What is Job Queue Depth?
When talking about jobs, we’re typically using two key metrics to measure our queues:
Queue depth: how many jobs are in a queue waiting to be processed; also known as queue size
Queue latency: how long any given job waits in the queue before it’s processed; also called queue time
These metrics help us understand how healthy the queues are, how fast they’re running, and when we’ve hit a bad point.
Queue depth is usually easier to visualize, but it is not necessarily the most important metric for autoscaling, as it can be misleading sometimes. Imagine two queues, both single-threaded:
Queue A has 10 jobs enqueued. Each job takes one second to run
Queue B has 10,000 jobs enqueued. Each job takes one millisecond to run
One of these queues might appear to be “backed up” because it has a high queue depth (10,000 jobs), but in reality the queue “health” is the same—they will both clear their backlog in 10 seconds.

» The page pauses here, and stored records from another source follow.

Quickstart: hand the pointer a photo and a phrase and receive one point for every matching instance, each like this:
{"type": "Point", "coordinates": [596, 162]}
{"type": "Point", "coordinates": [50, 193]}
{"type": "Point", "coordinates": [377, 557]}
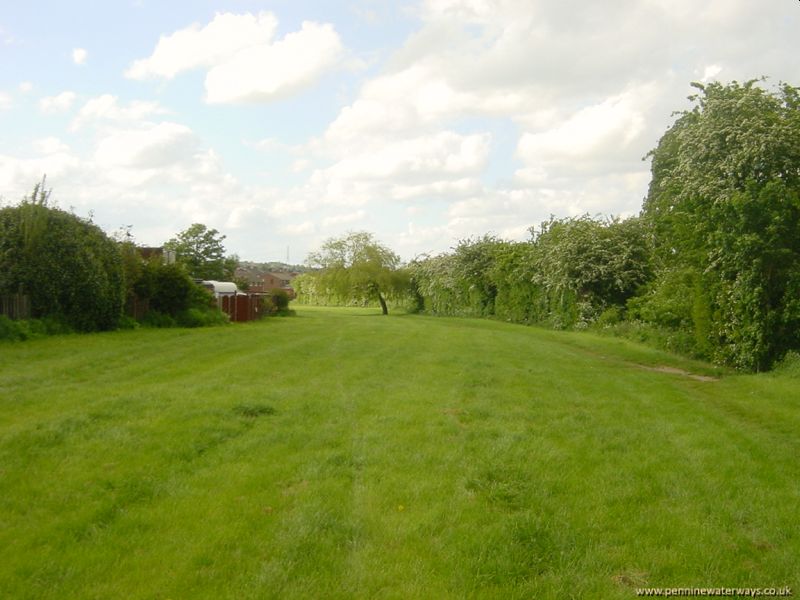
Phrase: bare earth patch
{"type": "Point", "coordinates": [676, 371]}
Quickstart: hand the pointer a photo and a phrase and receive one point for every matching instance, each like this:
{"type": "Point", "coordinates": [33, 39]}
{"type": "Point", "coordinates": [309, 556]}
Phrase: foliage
{"type": "Point", "coordinates": [174, 298]}
{"type": "Point", "coordinates": [68, 267]}
{"type": "Point", "coordinates": [26, 329]}
{"type": "Point", "coordinates": [200, 249]}
{"type": "Point", "coordinates": [279, 299]}
{"type": "Point", "coordinates": [356, 266]}
{"type": "Point", "coordinates": [724, 204]}
{"type": "Point", "coordinates": [566, 275]}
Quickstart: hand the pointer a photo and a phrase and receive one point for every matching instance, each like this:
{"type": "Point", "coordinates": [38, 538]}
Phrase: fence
{"type": "Point", "coordinates": [15, 306]}
{"type": "Point", "coordinates": [243, 307]}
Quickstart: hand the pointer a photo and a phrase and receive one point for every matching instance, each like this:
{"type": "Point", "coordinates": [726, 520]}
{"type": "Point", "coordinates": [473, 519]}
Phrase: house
{"type": "Point", "coordinates": [239, 306]}
{"type": "Point", "coordinates": [266, 282]}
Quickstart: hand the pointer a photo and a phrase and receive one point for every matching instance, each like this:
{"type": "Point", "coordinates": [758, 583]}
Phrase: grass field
{"type": "Point", "coordinates": [341, 454]}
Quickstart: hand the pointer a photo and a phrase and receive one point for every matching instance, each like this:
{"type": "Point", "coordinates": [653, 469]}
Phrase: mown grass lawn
{"type": "Point", "coordinates": [341, 454]}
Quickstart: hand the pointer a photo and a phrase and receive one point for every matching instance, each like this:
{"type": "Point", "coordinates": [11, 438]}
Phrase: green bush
{"type": "Point", "coordinates": [27, 329]}
{"type": "Point", "coordinates": [280, 300]}
{"type": "Point", "coordinates": [154, 318]}
{"type": "Point", "coordinates": [66, 265]}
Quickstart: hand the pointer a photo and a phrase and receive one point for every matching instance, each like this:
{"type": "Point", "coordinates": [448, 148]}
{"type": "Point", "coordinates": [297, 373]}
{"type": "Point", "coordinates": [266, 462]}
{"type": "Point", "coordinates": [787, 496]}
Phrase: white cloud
{"type": "Point", "coordinates": [441, 164]}
{"type": "Point", "coordinates": [79, 56]}
{"type": "Point", "coordinates": [51, 145]}
{"type": "Point", "coordinates": [592, 137]}
{"type": "Point", "coordinates": [60, 103]}
{"type": "Point", "coordinates": [261, 73]}
{"type": "Point", "coordinates": [154, 147]}
{"type": "Point", "coordinates": [194, 47]}
{"type": "Point", "coordinates": [304, 228]}
{"type": "Point", "coordinates": [244, 63]}
{"type": "Point", "coordinates": [344, 219]}
{"type": "Point", "coordinates": [108, 108]}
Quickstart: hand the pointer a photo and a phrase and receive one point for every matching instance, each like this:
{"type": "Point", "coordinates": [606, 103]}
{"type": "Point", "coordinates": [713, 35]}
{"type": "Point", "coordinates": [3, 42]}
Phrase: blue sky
{"type": "Point", "coordinates": [285, 123]}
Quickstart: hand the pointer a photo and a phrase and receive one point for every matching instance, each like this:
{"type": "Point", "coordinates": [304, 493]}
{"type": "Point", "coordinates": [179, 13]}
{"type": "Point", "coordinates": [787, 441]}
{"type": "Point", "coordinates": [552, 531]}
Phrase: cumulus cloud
{"type": "Point", "coordinates": [244, 63]}
{"type": "Point", "coordinates": [109, 108]}
{"type": "Point", "coordinates": [195, 46]}
{"type": "Point", "coordinates": [79, 56]}
{"type": "Point", "coordinates": [261, 73]}
{"type": "Point", "coordinates": [154, 147]}
{"type": "Point", "coordinates": [444, 163]}
{"type": "Point", "coordinates": [60, 103]}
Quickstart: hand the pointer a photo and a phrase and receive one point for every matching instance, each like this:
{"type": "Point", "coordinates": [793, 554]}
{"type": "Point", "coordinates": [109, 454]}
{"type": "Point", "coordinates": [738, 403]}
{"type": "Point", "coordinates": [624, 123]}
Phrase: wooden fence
{"type": "Point", "coordinates": [15, 306]}
{"type": "Point", "coordinates": [243, 307]}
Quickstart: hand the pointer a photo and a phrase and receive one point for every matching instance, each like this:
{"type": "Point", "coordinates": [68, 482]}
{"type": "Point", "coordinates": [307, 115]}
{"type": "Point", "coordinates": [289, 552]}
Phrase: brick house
{"type": "Point", "coordinates": [266, 281]}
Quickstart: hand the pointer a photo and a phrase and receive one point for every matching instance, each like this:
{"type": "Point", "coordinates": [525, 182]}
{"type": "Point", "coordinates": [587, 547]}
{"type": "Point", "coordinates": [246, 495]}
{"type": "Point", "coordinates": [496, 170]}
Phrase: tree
{"type": "Point", "coordinates": [357, 266]}
{"type": "Point", "coordinates": [200, 249]}
{"type": "Point", "coordinates": [67, 266]}
{"type": "Point", "coordinates": [724, 209]}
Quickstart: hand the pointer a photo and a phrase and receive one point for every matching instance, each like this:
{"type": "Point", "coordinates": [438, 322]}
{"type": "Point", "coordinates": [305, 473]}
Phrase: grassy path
{"type": "Point", "coordinates": [341, 454]}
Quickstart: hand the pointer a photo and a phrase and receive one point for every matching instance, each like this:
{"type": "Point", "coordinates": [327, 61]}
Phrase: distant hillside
{"type": "Point", "coordinates": [273, 267]}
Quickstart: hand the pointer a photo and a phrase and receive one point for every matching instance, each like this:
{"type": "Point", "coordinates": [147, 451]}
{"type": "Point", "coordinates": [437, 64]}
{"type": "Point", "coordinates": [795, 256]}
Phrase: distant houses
{"type": "Point", "coordinates": [265, 282]}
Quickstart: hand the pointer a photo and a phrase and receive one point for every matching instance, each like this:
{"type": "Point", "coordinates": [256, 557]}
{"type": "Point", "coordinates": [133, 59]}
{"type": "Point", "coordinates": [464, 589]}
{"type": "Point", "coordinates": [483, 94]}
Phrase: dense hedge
{"type": "Point", "coordinates": [711, 267]}
{"type": "Point", "coordinates": [67, 266]}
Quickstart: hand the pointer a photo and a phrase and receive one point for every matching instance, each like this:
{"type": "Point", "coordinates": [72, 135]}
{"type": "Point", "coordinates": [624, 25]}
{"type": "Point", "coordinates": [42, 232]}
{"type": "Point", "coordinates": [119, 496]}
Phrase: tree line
{"type": "Point", "coordinates": [710, 267]}
{"type": "Point", "coordinates": [75, 277]}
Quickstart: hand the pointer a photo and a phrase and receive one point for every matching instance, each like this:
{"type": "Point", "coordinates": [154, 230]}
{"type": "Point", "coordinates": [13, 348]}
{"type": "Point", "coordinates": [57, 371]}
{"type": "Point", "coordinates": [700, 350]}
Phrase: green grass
{"type": "Point", "coordinates": [341, 454]}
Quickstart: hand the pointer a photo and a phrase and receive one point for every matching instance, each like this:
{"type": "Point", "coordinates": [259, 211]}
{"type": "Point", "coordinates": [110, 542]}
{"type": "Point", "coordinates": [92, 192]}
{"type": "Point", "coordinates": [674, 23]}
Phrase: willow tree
{"type": "Point", "coordinates": [358, 267]}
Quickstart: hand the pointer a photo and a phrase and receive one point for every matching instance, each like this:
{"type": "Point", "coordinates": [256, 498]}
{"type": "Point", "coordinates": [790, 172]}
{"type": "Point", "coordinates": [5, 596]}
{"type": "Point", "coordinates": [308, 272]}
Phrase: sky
{"type": "Point", "coordinates": [284, 123]}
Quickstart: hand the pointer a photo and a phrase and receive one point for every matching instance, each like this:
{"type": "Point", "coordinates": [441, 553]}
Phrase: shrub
{"type": "Point", "coordinates": [280, 300]}
{"type": "Point", "coordinates": [66, 265]}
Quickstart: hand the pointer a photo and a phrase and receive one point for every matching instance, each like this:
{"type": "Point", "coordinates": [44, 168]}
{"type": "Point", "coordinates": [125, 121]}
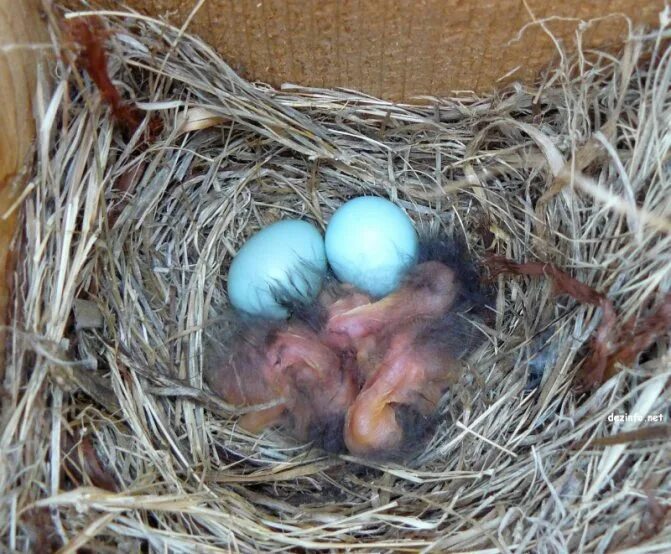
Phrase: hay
{"type": "Point", "coordinates": [109, 440]}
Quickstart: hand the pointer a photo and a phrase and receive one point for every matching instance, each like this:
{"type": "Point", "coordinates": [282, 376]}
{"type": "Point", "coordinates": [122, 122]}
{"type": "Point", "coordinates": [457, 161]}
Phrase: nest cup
{"type": "Point", "coordinates": [111, 440]}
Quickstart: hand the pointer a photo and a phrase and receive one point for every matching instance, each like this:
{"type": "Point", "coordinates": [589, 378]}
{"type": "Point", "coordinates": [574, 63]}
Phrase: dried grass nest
{"type": "Point", "coordinates": [110, 441]}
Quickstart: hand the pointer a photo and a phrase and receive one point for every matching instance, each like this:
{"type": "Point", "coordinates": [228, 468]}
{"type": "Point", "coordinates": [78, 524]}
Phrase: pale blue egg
{"type": "Point", "coordinates": [286, 258]}
{"type": "Point", "coordinates": [371, 243]}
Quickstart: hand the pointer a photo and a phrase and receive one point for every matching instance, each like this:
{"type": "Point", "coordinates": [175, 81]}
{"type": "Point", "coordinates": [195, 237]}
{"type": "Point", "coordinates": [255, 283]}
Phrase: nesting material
{"type": "Point", "coordinates": [109, 438]}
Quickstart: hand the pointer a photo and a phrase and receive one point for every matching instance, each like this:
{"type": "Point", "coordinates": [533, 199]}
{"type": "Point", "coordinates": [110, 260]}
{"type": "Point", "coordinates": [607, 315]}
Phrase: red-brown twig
{"type": "Point", "coordinates": [88, 36]}
{"type": "Point", "coordinates": [611, 344]}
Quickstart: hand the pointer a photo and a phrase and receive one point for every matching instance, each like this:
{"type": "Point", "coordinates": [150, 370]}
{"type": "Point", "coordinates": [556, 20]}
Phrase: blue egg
{"type": "Point", "coordinates": [286, 259]}
{"type": "Point", "coordinates": [371, 243]}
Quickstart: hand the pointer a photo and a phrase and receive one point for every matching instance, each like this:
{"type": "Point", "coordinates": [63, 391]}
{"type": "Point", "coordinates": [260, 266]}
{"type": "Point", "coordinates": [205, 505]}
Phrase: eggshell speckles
{"type": "Point", "coordinates": [286, 257]}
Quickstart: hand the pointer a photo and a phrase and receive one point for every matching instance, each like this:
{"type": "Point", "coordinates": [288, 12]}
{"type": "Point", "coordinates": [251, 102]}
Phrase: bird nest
{"type": "Point", "coordinates": [112, 441]}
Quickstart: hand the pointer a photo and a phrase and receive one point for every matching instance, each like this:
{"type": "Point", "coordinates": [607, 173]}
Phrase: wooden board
{"type": "Point", "coordinates": [396, 49]}
{"type": "Point", "coordinates": [22, 30]}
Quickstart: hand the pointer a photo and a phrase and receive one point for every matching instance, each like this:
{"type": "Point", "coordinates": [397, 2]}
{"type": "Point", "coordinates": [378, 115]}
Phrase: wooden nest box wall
{"type": "Point", "coordinates": [394, 49]}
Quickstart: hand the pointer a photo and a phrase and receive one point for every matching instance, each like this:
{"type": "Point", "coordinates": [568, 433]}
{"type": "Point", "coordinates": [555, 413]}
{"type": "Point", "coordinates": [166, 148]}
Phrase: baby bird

That’s why queue latency is usually considered a better metric for autoscaling.
When to Use Queue Depth?
It’s no secret that we’re big fans of request & job queue time autoscaling, but certain job backends may not have queue time available, or maybe your specific use-case or business need could benefit from autoscaling based on queue depth.
In those cases, it’s worth giving queue depth autoscaling a try. And autoscaling with queue depth is certainly better than no autoscaling at all.